Cemex, advised by Citigroup and Goldman Sachs, launched a cash tender offer for 100% of RMC. Citigroup provided sufficient committed financing at the date of the announcement in September, ensuring that Cemex had the resources to follow through. The agreed takeover offer was made public two weeks after first contact with RMC management, and Cemex was able to acquire 20% of RMC’s stock within an hour of the merger announcement. The deal had an equity value of $4.11 billion plus $1.39 billion in debt assumption.

Cemex has spent $11.95 billion on 36 acquisitions since 1989, increasing leverage substantially as it went. The RMC deal surprised the markets because Cemex was working aggressively to cut its debt. Net debt had dropped to 2.2 times EBITDA just before the acquisition, compared to 3 times in the year ending June 30, 2004.

Citigroup had also worked with Cemex on its $2.8 billion acquisition of US-based Southdown Cement in 2000. In both cases, the bank’s ability to line up substantial financing was key.

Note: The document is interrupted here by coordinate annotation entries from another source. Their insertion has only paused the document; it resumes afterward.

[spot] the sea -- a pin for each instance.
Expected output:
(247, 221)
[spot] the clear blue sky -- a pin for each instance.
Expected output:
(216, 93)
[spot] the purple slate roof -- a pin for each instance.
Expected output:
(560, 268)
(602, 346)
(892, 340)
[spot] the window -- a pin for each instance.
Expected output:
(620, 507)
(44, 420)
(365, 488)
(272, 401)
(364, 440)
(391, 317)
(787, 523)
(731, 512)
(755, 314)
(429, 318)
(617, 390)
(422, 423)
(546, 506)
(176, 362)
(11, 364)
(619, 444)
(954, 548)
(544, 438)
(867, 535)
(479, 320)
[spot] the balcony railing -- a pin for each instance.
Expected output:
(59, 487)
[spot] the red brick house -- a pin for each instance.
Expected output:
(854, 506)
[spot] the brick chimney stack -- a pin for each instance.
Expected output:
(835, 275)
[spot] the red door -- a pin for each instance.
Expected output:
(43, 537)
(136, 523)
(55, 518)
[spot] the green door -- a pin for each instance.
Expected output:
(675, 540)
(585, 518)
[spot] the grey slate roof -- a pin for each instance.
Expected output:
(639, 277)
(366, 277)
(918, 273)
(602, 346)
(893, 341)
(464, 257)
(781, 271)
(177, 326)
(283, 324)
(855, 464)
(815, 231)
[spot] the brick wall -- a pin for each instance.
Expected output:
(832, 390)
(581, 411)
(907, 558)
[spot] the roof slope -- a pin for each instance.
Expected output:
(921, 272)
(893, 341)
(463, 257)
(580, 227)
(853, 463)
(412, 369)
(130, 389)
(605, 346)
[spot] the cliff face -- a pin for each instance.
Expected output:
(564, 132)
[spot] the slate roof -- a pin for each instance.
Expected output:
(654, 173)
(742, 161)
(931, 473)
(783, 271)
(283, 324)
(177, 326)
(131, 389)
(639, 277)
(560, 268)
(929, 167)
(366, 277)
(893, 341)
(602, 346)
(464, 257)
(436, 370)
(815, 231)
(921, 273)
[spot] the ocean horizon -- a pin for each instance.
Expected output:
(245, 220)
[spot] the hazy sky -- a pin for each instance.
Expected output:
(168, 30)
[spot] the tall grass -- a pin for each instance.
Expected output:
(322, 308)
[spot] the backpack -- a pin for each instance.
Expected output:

The $5.8 billion RMC package consisted of three multi-tranche facilities, each raised by three Cemex subsidiaries from banks in Mexico, Spain and the Netherlands. The loans had tenors ranging from one to five years and were denominated in US dollars, Mexican pesos, euros and British pounds. The subsidiaries channeled the funds to a Cemex unit in the UK through inter-company loans or equity contributions. The British unit then purchased RMC stock and refinanced its $1.7 billion in loans.

This web of financing facilitated global syndication of the loans and matched them to the cash flows generated by the contributing subsidiaries. Channeling the loans through its subsidiaries allowed Cemex to optimize its capital structure and to involve a greater number of banks in the syndication, which further reduced costs.

The legal advisers to Cemex were Skadden Arps Slate Meagher & Flom and Slaughter and May. The legal advisers to RMC were Linklaters and Jones Day.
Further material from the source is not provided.